Novembro Azul - Desafios para a conscientização social quanto à saúde masculina
Enviada em 22/10/2021
A Constiruição Federal de 1988, documento mais importante do país, prevê em seu artigo sexto o direito à saúde como inerente a todo cidadão brasileiro. Entretanto, tal prerrogativa não tem se repercutido com ênfase na prática, quando se observa os desafios para a conscientização social quanto à saúde masculina. Dessa forma, devido a negligência estatal, além da desinformação populacional, esse problema tem se agravado. Cabe, então, alcançar medidas efetivas para combater essa triste realidade.
Primordialmente, é necessário destacar como parte do Estado brasileiro enfrenta esses desafios, uma vez que, de acordo com o Instituto Brasileiro de Estatística e Geografia, mais de 50% dos homens do país não costuma ir ao médico regularmente, devido a falta de incentivo e condições financeiras.
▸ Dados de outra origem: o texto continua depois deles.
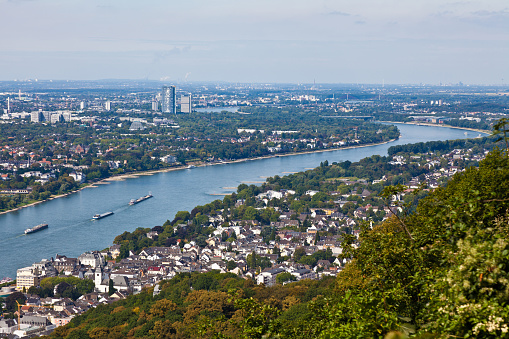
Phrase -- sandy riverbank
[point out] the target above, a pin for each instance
(437, 125)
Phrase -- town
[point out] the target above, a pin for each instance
(290, 245)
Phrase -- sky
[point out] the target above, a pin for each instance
(264, 41)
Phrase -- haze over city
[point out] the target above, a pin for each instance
(296, 41)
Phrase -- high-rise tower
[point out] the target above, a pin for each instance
(169, 100)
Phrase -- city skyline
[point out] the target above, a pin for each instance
(393, 42)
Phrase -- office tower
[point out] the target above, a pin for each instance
(36, 116)
(155, 105)
(185, 103)
(169, 100)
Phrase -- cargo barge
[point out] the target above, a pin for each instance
(135, 201)
(100, 216)
(36, 228)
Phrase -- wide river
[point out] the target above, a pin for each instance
(72, 232)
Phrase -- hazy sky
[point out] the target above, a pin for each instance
(327, 41)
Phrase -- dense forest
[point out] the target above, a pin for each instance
(438, 272)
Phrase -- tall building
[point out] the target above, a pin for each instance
(169, 100)
(155, 105)
(185, 103)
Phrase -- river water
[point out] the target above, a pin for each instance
(72, 232)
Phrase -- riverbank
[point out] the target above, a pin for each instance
(438, 125)
(201, 164)
(121, 177)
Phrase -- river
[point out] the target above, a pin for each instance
(72, 232)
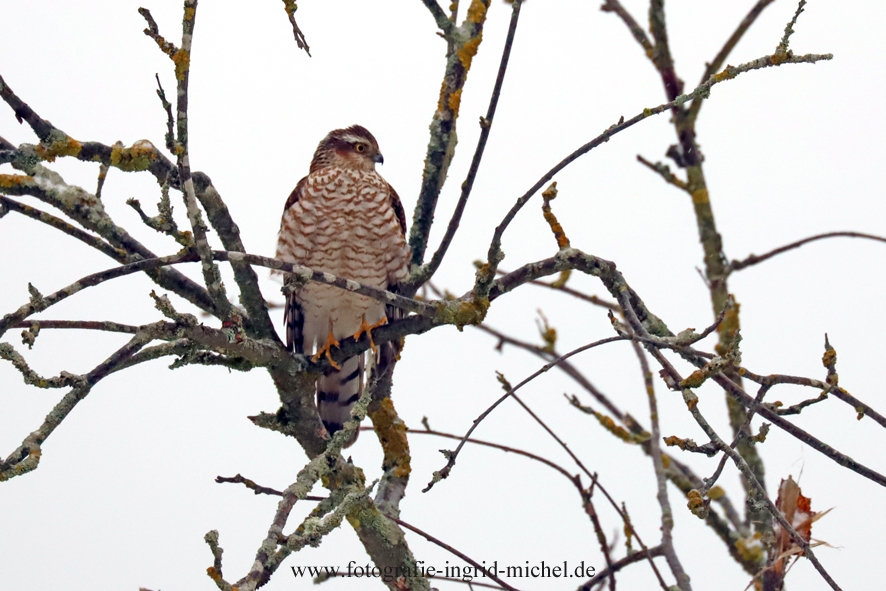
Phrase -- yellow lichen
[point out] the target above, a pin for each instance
(66, 146)
(467, 51)
(182, 61)
(391, 431)
(700, 196)
(726, 74)
(463, 313)
(477, 12)
(8, 181)
(750, 550)
(778, 58)
(454, 102)
(696, 502)
(694, 380)
(135, 158)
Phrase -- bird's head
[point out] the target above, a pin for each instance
(353, 147)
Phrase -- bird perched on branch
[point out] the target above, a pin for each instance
(345, 219)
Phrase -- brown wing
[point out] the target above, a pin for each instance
(398, 208)
(389, 353)
(293, 318)
(296, 193)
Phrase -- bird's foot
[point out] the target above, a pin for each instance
(367, 328)
(326, 349)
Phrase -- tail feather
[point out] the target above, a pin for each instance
(338, 391)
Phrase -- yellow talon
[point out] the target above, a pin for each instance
(331, 342)
(367, 328)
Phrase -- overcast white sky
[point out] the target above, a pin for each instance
(125, 492)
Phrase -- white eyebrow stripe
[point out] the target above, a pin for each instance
(353, 139)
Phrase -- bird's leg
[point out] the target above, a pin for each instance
(331, 342)
(367, 328)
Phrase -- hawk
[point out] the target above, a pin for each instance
(345, 219)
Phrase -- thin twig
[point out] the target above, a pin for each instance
(300, 40)
(723, 54)
(620, 564)
(667, 514)
(486, 275)
(453, 455)
(258, 489)
(755, 259)
(452, 550)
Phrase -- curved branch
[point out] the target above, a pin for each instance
(486, 276)
(755, 259)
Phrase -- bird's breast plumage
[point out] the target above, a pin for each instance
(343, 222)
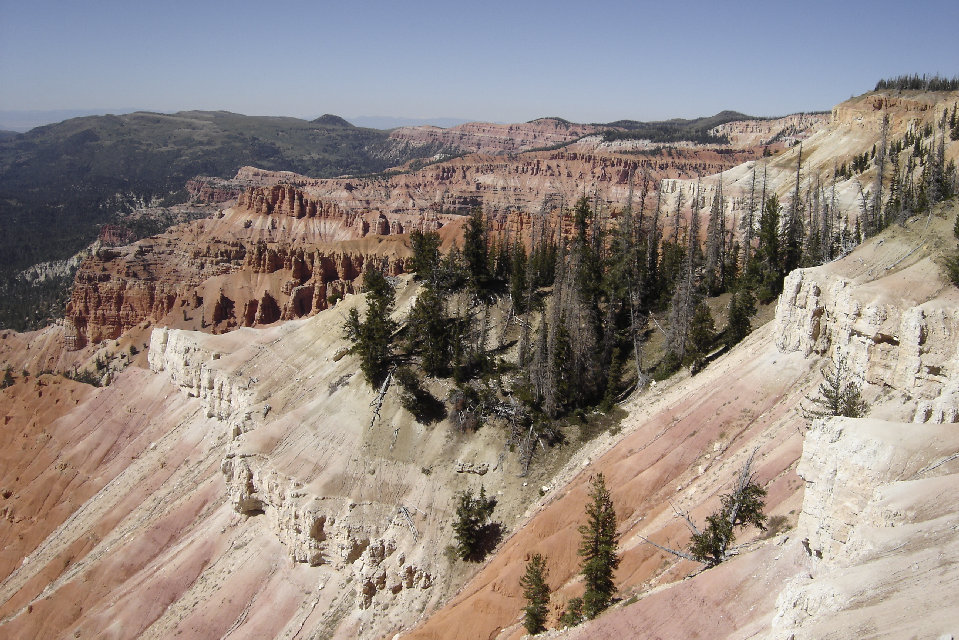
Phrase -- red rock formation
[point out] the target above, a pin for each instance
(485, 137)
(200, 276)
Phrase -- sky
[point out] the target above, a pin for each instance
(586, 61)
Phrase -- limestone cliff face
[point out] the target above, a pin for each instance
(908, 107)
(371, 543)
(789, 129)
(878, 526)
(904, 343)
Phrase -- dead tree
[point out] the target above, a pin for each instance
(742, 507)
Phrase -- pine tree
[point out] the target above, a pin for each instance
(598, 549)
(839, 394)
(429, 332)
(372, 337)
(742, 507)
(702, 334)
(473, 531)
(742, 306)
(426, 253)
(476, 251)
(7, 379)
(536, 592)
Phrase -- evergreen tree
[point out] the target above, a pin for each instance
(517, 280)
(702, 335)
(839, 394)
(573, 613)
(475, 534)
(429, 332)
(372, 337)
(476, 251)
(742, 306)
(426, 253)
(764, 270)
(742, 507)
(598, 549)
(536, 592)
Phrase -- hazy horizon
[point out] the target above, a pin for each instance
(505, 62)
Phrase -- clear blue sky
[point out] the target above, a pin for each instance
(587, 61)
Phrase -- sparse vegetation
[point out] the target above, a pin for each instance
(916, 82)
(598, 549)
(476, 535)
(839, 394)
(536, 592)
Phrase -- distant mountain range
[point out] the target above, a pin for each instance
(20, 121)
(391, 122)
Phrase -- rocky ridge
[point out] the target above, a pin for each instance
(887, 310)
(485, 137)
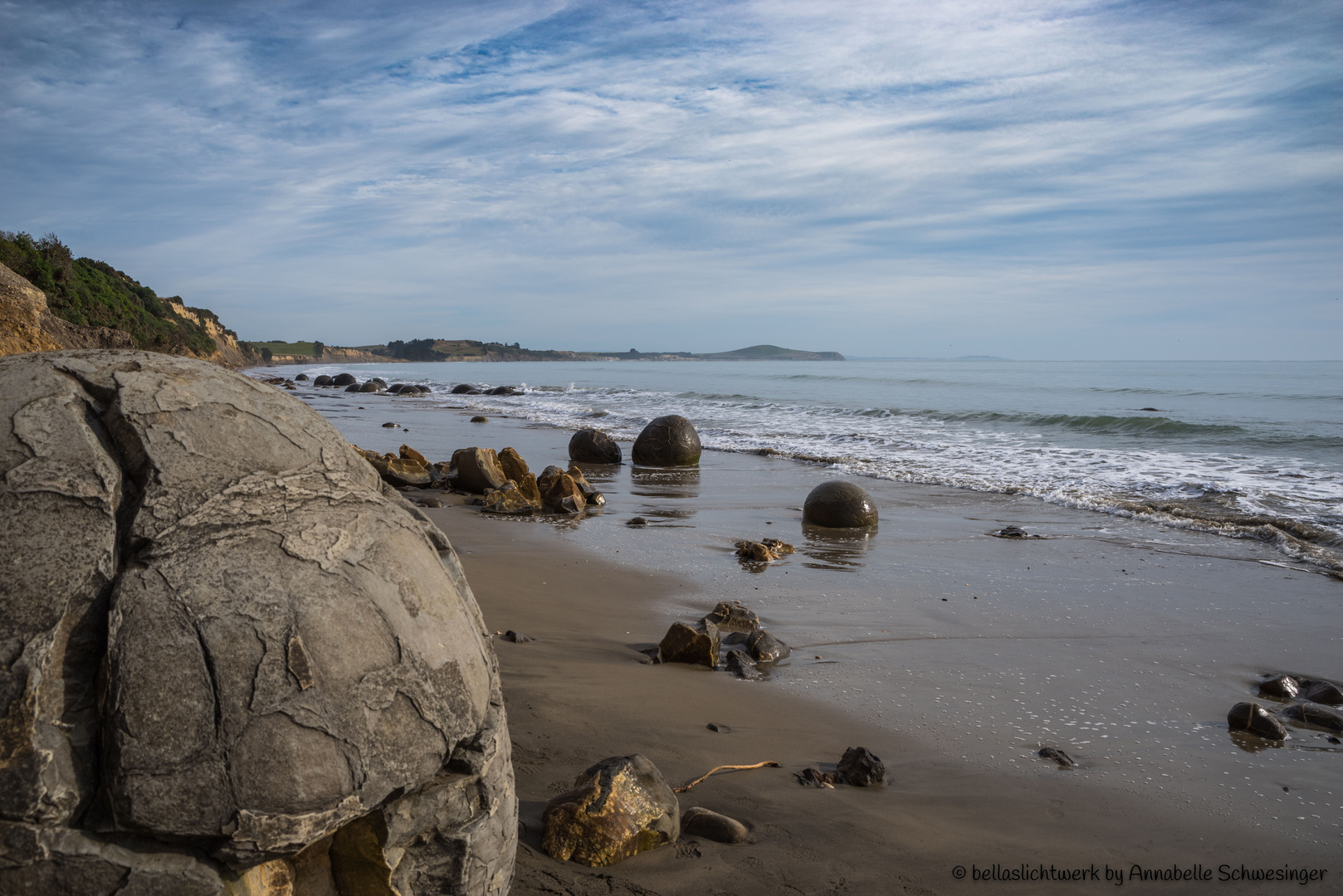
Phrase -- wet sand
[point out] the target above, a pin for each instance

Nessa perspectiva, é válido apontar que de acordo com o filósofo John Locke, tal condição configura-se como uma violação do ‘contrato social’, uma vez que a relação índividuo-estado é de confiança e o governo a quabra quando não cumpre sua função de garantir que os cidadãos desfrutem de direitos indispensáveis, como a saúde; o que infelizmente é evidente no país.
Outrossim, é igualmente preciso apontar que há, no Brasil, uma evidente falta de informação sobre o tema saúde masculina, formentando grande estranhamento e preconceito sobre o assunto. Nesse sentido, é justo citar o filósofo Platão, dono da narrativa ‘Mito da Caverna’, na qual homens acorrentados em uma caverna, viam somente sombras na parede, acreditando, portanto, que aquilo era a realidade. Portanto, é notório que, em situação análoga à metáfora abordada, os brasileiros sem acesso aos conhecimentos acerca da saúde masculina, vivem na escuridão, isto é, ignorância, disseminando ideias errôneas. Nesse cenário, faz-se necessária uma mudança na postura das redes midiáticas, disseminadoras de informações.
Torna-se evidente, portanto, a necessidade de combater esses obstáculos. Para isso, é imprescindível que o Poder Executivo, por investimentos no Ministério da Saúde, reforce os recursos para a criação de projetos de incentivo a ida de homens regularmente ao médico e para melhorias de infraestrutura nos hospitais. Além disso, parcerias com mídias tecnológicas ajudaria a informar a população, por meio das propagandas e campanhas, seus direitos e deveres como cidadãos e a necessidade dos homens cuidarem da saúde. Dessa forma, os desafios para a conscientização social quanto à saúde masculina seriam superados.